[news.admin] UUCP in Germany

tmb@wheaties.ai.mit.edu (Thomas M. Breuel) (06/26/89)

Several (random) observations, questions, and comments:

o It seems somehow wrong that unido could try to impose any re-distribution
  restrictions on USENET articles. Implicitly (and some of them explicitly)
  USENET articles are freely redistributable but still copyright by the
  authors.

o German sites could (and some of them probably do) save substantial amounts
  of long distance charges by maintaining a telephone number in the US.
  You can charge AT&T calls originating in Germany to a US calling card
  and get AT&T rates (although they are not the lowest possible rates).
  You can also use callback to get direct-dial rates to/from the US.

o I'm not quite sure how a German site would (legally) connect to a
  modem in the US. I would assume that there are no Bundespost approved
  modems that understand US (e.g. Bell) modem protocols, and that a
  site in Germany that wanted to talk to a site in the US would have to
  hook up a US modem illegally to the German telephone system. How
  does this work? Are there actually "legal" 9600/19.2k modems in Germany?

o The idea of a central backbone (unido) charging for all of a country's
  USENET traffic seems wrong. The costs that unido has for pulling articles
  over the Atlantic should be redistributed equally among its immediate
  neighbors in Germany. Each neighbor could then decide to let other
  hosts connect to them and redistribute their costs further.
  Central network administration (just like central economic planning)
  always seems like a good idea at first but from all the examples I
  have seen always fails miserably.

					Thomas.

billc@mirror.UUCP (Bill Callahan) (06/27/89)

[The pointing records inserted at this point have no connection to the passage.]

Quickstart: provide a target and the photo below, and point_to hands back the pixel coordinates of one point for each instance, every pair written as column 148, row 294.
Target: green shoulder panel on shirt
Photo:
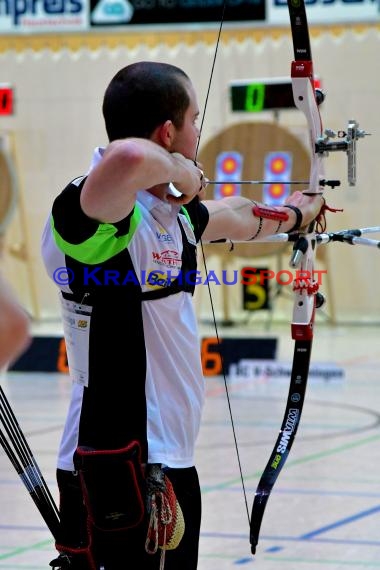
column 101, row 246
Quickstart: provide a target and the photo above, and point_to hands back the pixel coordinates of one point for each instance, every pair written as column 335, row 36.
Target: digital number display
column 6, row 100
column 262, row 95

In article <3202@wheat-chex.ai.mit.edu> tmb@wheaties.ai.mit.edu (Thomas M. Breuel) writes:
-o The idea of a central backbone (unido) charging for all of a country's
-  USENET traffic seems wrong. The costs that unido has for pulling articles
-  over the Atlantic should be redistributed equally among its immediate
-  neighbors in Germany. Each neighbor could then decide to let other
-  hosts connect to them and redistribute their costs further.
-  Central network administration (just like central economic planning)
-  always seems like a good idea at first but from all the examples I
-  have seen always fails miserably.

	I agree with this point (as well as many of the other ones) quite
	wholeheartedly.  I understand that unido has costs from getting a
	U.S. newsfeed which need to be redistributed, but it seems that they
	have chosen one redistribution scheme which they choose to maintain
	and enforce, when the possibility exists that another would be
	superior.  The one that Mr. Breuel suggests (having unido only
	charge its immediate neighbors) seems to have a lot of advantages.
	One of them is that it takes the burden of enforcement off the
	shoulders of unido.  All they have to do is make sure that the sites
	they supply directly pay for the service.  If a site fails to pay
	up, they can cut the feed directly.  None of this "blacklisting."

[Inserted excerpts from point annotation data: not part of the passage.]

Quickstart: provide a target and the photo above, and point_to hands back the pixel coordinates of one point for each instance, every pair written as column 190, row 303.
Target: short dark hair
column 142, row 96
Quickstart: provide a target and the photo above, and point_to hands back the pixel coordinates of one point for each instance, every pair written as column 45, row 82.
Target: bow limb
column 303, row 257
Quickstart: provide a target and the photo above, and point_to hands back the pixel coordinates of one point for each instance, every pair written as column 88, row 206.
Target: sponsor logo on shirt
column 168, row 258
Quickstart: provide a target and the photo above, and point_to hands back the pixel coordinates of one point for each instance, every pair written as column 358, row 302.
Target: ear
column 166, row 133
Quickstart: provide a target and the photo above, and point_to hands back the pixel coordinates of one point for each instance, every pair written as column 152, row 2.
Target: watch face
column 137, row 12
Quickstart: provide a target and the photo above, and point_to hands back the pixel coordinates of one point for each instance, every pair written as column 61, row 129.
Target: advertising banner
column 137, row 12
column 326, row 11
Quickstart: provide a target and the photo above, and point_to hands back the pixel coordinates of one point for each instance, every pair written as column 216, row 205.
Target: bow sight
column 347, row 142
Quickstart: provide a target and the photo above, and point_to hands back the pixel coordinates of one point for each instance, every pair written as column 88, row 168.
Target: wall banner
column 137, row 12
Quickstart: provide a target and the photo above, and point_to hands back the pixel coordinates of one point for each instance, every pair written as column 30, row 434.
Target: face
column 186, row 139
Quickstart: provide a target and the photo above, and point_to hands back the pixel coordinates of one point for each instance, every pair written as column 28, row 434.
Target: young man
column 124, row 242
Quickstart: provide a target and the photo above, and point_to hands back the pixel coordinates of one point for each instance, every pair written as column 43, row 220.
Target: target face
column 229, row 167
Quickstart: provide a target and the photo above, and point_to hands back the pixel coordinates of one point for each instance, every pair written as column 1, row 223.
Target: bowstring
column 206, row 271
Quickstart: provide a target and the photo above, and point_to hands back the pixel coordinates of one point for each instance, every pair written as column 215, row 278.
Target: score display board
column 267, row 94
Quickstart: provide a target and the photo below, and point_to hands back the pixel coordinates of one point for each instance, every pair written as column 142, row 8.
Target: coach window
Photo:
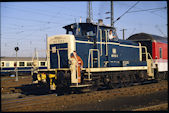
column 7, row 64
column 29, row 63
column 2, row 64
column 42, row 63
column 160, row 50
column 21, row 64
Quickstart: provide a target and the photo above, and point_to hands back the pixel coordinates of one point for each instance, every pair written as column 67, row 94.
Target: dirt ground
column 135, row 98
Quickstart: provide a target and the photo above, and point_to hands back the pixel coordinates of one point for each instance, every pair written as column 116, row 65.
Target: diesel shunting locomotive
column 86, row 56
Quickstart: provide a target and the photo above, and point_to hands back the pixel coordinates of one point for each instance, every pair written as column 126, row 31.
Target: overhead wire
column 126, row 11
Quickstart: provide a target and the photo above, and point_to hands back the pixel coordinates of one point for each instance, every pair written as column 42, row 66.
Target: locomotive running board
column 104, row 69
column 85, row 85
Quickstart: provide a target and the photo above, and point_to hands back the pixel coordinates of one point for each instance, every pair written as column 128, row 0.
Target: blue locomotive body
column 105, row 60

	I am aware that the immediate neighbors would have to pay a steep
	connect fee, but they can defray the cost by charging connect fees
	to *their* downstream neighbors.  A well connected secondary site
	could wind up gettting news for *free*, which is fair, since it's
	providing a service.  A little leaf site way downstream may get
	articles several days late, be probably would have to pay very
	little for the connection, plus local calling costs, of course.

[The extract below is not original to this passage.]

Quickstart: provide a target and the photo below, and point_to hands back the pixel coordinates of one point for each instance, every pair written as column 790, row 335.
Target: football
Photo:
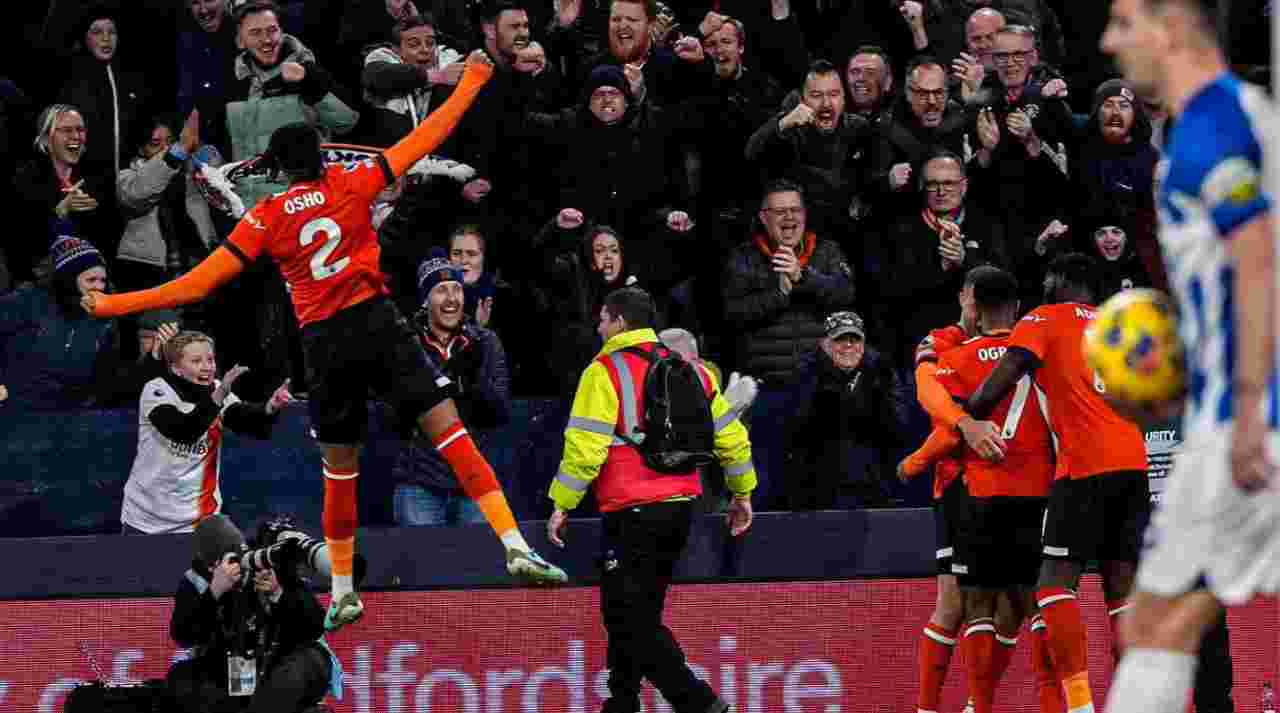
column 1134, row 350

	Ultimately, I think a system like this could lead to fairer cost
	distribution, higher connectivity, and a much simpler (i.e., market
	oriented) administration.

kenny@felix.UUCP (Kenny `ophidiomaniac' Paul) (06/29/89)

In article <3202@wheat-chex.ai.mit.edu> tmb@wheaties.ai.mit.edu (Thomas M. Breuel) writes:

>o I'm not quite sure how a German site would (legally) connect to a
>  modem in the US. I would assume that there are no Bundespost approved
>  modems that understand US (e.g. Bell) modem protocols, and that a
>  site in Germany that wanted to talk to a site in the US would have to
>  hook up a US modem illegally to the German telephone system. 

Through the proper channels, our German office was able to get a 1200
baud modem that had no problem speaking to our Racal-Vadics.  The
bigger problem was the poor quality of the phone lines.  

They (Germany) had been waiting over nine months to get the modem,
and it was evident within minutes that there was no way we could 
transfer large amounts of data.  It took a while to convince my
German associate of this.

Ya gotta love that there Bundespost!